Metal is a favorite on Kelly’s running playlists, along with new hip-hop and rap – anything, she says, with a consistent beat. She likes to run every day if she can, for personal and professional reasons. She’s suffered from anxiety since high school, when she started to feel more pressure to perform her music. In college, having tried therapy and medication, she discovered running.
“It gets rid of a lot of my nervous energy,” Kelly says. “I know I can focus much better afterwards. I'm at a point in my career where I definitely overthink a lot of the things I do, especially now I’m on a prestigious label and I have more people who know about me.”
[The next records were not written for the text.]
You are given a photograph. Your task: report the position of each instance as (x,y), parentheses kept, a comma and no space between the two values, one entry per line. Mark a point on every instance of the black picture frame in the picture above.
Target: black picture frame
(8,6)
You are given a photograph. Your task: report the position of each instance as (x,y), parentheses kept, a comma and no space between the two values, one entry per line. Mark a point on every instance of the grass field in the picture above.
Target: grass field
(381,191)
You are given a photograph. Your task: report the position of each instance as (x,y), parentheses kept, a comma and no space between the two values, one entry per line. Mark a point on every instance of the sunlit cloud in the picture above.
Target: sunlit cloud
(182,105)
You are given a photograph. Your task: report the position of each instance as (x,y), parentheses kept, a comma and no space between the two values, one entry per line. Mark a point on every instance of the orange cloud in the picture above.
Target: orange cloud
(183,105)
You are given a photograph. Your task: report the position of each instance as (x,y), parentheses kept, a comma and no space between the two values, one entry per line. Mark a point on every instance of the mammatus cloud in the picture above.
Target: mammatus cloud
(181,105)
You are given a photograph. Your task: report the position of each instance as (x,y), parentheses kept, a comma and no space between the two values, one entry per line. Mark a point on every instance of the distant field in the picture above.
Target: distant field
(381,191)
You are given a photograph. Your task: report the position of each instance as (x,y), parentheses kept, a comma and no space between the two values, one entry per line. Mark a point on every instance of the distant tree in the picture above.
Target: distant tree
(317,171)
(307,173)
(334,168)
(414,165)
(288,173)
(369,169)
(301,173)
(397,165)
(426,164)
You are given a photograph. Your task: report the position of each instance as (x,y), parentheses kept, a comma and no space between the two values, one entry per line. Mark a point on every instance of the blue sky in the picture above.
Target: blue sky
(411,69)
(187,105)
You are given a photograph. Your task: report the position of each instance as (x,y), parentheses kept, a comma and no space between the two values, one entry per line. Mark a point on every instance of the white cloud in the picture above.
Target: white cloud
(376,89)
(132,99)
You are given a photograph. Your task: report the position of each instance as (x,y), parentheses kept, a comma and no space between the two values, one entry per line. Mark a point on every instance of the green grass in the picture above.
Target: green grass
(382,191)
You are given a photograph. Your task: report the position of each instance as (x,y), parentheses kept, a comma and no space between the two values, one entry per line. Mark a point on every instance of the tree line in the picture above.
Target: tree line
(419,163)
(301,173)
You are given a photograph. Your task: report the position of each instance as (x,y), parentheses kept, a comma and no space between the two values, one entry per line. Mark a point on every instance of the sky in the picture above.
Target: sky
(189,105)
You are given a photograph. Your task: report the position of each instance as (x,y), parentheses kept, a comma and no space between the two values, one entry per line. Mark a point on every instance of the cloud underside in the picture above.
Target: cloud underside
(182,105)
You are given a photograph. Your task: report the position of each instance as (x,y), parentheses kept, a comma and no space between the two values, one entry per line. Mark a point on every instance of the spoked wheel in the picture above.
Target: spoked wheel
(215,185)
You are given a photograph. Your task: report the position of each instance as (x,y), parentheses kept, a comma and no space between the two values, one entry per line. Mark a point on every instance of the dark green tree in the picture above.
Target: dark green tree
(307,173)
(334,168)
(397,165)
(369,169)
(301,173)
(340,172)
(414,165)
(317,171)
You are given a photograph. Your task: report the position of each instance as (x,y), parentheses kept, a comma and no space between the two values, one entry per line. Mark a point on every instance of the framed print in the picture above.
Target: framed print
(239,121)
Open-mindedness is one of the most powerful tools in Kelly’s locker. Ultraviolet only came about because she was willing to do the opposite of what was expected of her – and what she expected of herself – by deliberately clearing her mind.
“It's funny because I go back to that forest and that beach because I live right by there, and I have fond memories. It's even more of a special place for me because it helped me have that experience.
“But I haven't deliberately tried to create those conditions. That process worked for this record and the next record is probably going to be completely different. Now I know that I have this in me, it makes me excited and inspired to do more work in the future.”